A escola de samba Beija-Flor de Nilópolis  levou ontem, domingo de carnaval, à Marquês de Sapucaí uma grandiosa homenagem ao banho, o nosso bom  banho de todo dia, recuperando  suas raízes ilustres, como os famosos banhos embelezadores  de Cleópatra e os sabonetes da Mesopotâmia, lá onde hoje se encontra o destruído Iraque.  Gostei do tema. Sinto um orgulho secreto, principalmente quando estou na Europa, de nosso hábito de tomar banho, às vezes vários por dia, quando o calor aperta. É um costume que perpassa todos os segmentos sociais e que costuma ser atribuído aos hábitos saudáveis dos indígenas brasileiros, que receberam Cabral e sua turma em Porto Seguro.

Darcy Ribeiro em seu último livro, “O Povo Brasileiro”, faz uma descrição empolgada dos nativos _ bonitos, saudáveis, limpos e nus _  espantados com  os portugueses recém-chegados nas caravelas apertadas e sem arejamento, cheios de escorbuto e piolhos. O antropólogo nessa passagem está certamente homenageando o bom selvagem  de Rousseau, que haveria de impregnar as páginas de José de Alencar e outros indigenistas no nosso Romantismo. Mas há um fundo de verdade na descrição. Diferentemente dos europeus que aqui aportavam, os brasileiros nativos, para usar um termo politicamente correto e tomado emprestado ao inglês norte-americano (“Native Americans”) estavam sempre dentro d’água, arpoando seus peixes com flechas ou apenas se refrescando da canícula tropical.

No verão de 2008 tive oportunidade de visitar as ruínas de Herculaneum, aos pés do Vesúvio, próximo a Pompeia. Em Herculaneum estão sendo realizadas profundas escavações, que revelam uma cidade romana de turismo, quase intacta, preservada após a morte coletiva de seus moradores, pela intoxicação de gases da erupção vulcânica no século I da era cristã.

Fiquei impressionada especialmente pelas instalações dos banhos públicos, saunas aquecidas a lenha, revestidas de azulejos, com requintes de conforto como pequenas ranhuras no teto para o vapor escorrer.

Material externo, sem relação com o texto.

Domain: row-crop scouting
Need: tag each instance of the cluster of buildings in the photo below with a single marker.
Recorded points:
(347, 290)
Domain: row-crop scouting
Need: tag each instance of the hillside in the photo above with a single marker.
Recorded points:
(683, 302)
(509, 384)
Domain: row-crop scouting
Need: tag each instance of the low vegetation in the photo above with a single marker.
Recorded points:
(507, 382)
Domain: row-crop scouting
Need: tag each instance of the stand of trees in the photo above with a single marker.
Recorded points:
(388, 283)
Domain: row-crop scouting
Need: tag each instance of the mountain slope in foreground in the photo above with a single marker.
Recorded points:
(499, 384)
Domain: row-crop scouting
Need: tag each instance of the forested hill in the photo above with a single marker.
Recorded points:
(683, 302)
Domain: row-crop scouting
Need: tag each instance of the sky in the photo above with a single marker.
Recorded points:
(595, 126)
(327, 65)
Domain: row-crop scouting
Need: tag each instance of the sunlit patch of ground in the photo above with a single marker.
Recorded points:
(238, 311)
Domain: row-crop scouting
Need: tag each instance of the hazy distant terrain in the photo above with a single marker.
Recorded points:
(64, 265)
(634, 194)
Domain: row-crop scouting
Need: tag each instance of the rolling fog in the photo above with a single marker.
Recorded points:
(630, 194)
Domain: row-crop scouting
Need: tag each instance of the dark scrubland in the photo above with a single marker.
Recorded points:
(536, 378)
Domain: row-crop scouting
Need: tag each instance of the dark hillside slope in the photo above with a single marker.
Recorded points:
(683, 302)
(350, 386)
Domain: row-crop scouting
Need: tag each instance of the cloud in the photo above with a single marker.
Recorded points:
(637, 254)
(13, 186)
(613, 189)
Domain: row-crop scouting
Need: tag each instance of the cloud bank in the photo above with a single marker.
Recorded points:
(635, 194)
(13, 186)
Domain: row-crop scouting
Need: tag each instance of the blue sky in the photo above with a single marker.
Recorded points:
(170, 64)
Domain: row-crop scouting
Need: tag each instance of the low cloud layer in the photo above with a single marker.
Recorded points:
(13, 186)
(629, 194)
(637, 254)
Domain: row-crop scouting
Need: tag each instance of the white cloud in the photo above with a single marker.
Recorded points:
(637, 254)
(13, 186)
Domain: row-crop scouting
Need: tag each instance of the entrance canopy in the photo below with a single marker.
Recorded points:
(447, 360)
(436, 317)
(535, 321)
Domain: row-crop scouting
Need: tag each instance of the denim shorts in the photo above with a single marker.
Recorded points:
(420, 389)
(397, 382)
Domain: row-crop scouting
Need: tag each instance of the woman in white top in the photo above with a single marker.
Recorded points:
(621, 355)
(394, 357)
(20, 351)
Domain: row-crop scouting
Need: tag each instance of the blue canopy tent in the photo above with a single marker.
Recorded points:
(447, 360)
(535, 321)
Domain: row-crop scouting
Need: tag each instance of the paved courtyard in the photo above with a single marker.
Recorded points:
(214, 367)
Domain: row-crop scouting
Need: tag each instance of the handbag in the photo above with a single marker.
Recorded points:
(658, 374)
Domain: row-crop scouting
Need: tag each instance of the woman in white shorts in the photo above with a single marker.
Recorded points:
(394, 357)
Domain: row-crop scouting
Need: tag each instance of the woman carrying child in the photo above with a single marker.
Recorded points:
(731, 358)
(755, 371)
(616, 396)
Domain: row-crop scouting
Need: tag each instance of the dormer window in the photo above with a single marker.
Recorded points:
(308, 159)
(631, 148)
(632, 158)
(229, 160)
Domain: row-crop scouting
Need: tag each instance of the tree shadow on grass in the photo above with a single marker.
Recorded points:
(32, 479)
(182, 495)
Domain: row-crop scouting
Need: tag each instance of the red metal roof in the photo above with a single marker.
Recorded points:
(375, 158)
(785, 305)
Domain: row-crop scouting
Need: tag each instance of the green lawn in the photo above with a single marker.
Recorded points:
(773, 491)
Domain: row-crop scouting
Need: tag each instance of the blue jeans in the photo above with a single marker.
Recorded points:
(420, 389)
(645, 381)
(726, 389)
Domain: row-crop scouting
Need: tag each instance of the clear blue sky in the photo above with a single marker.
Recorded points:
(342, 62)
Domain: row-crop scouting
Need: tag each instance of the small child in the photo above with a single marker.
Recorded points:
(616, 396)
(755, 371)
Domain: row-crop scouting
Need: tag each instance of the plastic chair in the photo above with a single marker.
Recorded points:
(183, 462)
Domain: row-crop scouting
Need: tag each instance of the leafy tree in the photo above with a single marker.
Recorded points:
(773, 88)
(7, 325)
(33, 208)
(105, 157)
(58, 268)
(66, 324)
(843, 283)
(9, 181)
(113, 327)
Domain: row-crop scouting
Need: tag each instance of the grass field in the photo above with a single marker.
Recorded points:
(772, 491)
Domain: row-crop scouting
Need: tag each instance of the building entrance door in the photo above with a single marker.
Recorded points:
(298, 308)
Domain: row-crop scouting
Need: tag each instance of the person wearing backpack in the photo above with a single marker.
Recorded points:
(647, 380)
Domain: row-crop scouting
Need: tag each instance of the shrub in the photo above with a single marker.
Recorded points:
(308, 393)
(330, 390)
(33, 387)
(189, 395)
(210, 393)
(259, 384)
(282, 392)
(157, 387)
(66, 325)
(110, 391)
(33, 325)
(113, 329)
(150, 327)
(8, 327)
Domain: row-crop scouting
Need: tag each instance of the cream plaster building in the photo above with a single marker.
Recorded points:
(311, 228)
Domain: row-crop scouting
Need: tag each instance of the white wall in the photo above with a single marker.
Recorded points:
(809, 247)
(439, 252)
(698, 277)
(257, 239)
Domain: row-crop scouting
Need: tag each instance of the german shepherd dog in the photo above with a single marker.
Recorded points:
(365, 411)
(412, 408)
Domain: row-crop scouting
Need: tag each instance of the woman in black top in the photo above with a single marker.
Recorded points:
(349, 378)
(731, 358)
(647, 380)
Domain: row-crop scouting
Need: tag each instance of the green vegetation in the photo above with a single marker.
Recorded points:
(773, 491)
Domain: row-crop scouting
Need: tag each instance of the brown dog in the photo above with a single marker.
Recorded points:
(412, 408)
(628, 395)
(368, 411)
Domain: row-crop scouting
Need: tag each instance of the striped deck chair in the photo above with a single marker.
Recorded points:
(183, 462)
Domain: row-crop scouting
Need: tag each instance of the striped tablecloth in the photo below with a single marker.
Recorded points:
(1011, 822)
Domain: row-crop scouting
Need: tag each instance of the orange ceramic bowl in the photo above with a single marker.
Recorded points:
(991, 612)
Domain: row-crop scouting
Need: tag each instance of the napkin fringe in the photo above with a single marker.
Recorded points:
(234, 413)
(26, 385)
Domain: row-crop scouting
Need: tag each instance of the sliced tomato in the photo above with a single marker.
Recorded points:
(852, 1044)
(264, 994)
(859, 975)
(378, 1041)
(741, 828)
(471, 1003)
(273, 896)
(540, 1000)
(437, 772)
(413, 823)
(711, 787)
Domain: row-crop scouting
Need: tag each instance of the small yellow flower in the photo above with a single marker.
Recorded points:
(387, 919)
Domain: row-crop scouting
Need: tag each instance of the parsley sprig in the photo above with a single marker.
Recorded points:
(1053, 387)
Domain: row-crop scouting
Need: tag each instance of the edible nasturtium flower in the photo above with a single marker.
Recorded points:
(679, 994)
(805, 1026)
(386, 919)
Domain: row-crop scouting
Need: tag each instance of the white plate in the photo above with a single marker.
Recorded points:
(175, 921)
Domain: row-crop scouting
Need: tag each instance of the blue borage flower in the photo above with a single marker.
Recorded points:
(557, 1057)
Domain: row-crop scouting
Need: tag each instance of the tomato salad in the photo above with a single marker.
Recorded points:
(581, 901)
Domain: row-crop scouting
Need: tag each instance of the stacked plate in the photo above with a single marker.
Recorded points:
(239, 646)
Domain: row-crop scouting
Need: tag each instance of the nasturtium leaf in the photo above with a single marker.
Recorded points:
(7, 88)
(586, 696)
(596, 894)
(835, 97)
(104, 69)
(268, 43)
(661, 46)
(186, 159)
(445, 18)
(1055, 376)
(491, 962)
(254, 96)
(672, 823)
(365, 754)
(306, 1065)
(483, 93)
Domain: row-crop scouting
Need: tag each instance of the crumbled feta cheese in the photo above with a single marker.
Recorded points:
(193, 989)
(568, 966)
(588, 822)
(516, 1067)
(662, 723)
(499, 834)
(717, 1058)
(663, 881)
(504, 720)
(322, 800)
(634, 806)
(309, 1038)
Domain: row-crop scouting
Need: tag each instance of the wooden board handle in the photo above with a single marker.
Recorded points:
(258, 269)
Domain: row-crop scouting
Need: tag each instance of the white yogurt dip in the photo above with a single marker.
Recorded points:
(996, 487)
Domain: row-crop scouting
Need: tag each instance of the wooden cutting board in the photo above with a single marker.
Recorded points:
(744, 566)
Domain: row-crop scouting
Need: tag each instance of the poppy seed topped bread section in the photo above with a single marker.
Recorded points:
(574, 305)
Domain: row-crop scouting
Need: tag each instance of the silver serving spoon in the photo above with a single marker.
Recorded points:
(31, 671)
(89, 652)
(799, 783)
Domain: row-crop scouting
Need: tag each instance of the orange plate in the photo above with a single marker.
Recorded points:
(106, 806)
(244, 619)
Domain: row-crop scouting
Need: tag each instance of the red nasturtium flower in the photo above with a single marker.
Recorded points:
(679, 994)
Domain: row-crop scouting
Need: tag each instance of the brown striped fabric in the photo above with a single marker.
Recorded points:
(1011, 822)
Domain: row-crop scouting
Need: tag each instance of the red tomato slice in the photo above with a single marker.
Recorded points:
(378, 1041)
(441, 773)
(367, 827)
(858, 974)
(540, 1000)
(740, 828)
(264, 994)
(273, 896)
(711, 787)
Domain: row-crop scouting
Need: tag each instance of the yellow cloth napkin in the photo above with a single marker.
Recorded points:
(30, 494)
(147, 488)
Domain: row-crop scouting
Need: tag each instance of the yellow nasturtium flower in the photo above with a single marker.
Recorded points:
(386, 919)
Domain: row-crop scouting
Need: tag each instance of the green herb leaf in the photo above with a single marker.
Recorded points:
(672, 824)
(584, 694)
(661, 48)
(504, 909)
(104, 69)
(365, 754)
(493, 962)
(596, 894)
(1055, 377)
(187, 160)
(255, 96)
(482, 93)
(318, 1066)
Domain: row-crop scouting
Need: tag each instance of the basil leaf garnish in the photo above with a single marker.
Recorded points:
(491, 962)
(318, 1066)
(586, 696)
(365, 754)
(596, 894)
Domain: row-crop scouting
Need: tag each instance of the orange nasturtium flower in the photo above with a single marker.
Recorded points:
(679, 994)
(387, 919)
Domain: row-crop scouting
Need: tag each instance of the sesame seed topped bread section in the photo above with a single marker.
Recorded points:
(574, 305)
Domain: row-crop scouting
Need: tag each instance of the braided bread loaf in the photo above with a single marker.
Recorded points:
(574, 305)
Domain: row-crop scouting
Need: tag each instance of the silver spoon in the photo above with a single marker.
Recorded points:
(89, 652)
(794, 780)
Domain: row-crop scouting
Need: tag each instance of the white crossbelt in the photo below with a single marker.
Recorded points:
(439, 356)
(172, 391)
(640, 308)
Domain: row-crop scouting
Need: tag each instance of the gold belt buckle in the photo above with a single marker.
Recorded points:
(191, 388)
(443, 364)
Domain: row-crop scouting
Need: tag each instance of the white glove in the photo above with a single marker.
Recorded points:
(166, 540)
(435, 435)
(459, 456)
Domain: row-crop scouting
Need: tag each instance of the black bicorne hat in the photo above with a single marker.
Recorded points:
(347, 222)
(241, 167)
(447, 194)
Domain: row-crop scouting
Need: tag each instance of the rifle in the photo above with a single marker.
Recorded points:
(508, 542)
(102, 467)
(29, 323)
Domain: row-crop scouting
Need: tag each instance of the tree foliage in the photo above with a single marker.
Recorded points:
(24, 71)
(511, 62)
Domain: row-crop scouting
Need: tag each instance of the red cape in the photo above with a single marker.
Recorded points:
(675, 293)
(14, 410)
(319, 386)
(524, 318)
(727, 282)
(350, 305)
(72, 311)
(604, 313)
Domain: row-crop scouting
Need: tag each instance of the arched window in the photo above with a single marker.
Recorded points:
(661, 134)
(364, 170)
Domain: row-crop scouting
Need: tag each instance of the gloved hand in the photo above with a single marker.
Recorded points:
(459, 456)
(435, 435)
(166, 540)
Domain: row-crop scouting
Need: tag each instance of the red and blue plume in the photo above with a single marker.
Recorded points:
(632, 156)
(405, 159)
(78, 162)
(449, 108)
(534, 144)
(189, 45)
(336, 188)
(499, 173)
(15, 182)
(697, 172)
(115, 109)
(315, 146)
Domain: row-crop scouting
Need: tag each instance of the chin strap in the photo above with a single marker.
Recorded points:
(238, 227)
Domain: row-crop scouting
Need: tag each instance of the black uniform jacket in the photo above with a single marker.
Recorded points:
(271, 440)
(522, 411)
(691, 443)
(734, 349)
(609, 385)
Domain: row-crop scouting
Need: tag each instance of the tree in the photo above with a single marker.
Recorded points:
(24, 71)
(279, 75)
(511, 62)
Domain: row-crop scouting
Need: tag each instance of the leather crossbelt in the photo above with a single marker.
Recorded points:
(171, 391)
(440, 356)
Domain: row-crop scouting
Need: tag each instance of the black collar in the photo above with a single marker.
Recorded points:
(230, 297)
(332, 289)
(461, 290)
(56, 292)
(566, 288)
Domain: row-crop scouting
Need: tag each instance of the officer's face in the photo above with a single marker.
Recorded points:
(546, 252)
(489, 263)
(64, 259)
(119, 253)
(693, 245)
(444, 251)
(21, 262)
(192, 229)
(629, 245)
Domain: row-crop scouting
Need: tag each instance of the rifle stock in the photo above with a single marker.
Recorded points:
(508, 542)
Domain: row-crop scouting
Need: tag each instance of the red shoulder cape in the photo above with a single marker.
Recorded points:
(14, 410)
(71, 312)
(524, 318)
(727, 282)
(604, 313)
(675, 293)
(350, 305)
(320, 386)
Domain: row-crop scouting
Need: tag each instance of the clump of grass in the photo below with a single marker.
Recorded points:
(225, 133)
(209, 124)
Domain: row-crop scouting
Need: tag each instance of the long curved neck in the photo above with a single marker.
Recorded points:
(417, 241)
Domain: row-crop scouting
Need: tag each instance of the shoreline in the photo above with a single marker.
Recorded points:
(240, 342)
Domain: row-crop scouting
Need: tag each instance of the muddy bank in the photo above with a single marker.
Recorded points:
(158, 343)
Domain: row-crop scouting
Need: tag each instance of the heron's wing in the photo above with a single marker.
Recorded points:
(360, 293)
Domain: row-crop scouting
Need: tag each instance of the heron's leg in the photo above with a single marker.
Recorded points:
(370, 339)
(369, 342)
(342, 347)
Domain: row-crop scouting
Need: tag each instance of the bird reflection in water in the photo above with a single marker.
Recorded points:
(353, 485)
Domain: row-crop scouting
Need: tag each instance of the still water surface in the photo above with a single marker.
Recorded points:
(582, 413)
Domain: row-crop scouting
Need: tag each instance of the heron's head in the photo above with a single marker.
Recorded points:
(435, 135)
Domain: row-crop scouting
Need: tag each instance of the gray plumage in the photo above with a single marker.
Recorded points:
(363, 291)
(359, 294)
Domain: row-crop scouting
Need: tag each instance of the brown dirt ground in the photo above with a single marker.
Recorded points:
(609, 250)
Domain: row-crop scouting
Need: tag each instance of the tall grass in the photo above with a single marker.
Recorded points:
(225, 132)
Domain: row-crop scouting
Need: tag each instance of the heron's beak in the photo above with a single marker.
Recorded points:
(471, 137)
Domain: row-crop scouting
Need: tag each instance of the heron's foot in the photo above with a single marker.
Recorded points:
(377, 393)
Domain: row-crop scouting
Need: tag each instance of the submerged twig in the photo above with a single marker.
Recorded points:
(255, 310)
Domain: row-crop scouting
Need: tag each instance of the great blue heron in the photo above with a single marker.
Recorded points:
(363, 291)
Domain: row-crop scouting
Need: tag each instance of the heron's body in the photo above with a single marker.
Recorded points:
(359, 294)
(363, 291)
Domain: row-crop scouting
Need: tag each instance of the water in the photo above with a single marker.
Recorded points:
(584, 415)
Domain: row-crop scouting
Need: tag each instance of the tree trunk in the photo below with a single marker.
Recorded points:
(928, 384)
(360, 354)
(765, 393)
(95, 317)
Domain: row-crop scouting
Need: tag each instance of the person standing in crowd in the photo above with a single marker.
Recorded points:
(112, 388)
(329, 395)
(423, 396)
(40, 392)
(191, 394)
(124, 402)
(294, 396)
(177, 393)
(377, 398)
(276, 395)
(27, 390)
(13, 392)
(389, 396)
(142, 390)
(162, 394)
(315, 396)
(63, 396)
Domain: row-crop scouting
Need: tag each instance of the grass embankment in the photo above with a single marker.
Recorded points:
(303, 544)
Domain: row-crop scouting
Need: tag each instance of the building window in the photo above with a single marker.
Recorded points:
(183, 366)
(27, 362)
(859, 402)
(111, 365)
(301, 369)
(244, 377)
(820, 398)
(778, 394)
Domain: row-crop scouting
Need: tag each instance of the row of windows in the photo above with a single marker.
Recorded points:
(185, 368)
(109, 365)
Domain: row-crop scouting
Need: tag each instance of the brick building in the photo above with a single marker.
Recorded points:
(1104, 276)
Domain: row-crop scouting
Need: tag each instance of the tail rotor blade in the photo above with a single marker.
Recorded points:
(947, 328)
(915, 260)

E há antessalas onde os frequentadores  guardavam seus pertences. Um luxo, e bem revelador do gosto pelo banho que  os gregos  e os romanos exibiam na Antiguidade.

Por informação de oitiva, aprendi que o hábito do banho foi abandonado na Europa durante as trevas da Idade Média _ uma fase terrível da humanidade, que além de ignorante tornou-se suja. Vêm dessa época os costumes de as noivas se casarem no mês de maio, em plena  primavera, quando o clima lhes permitia tomar um banho anual, e de carregarem um buquê de flor de laranjeira, que espantava maus odores.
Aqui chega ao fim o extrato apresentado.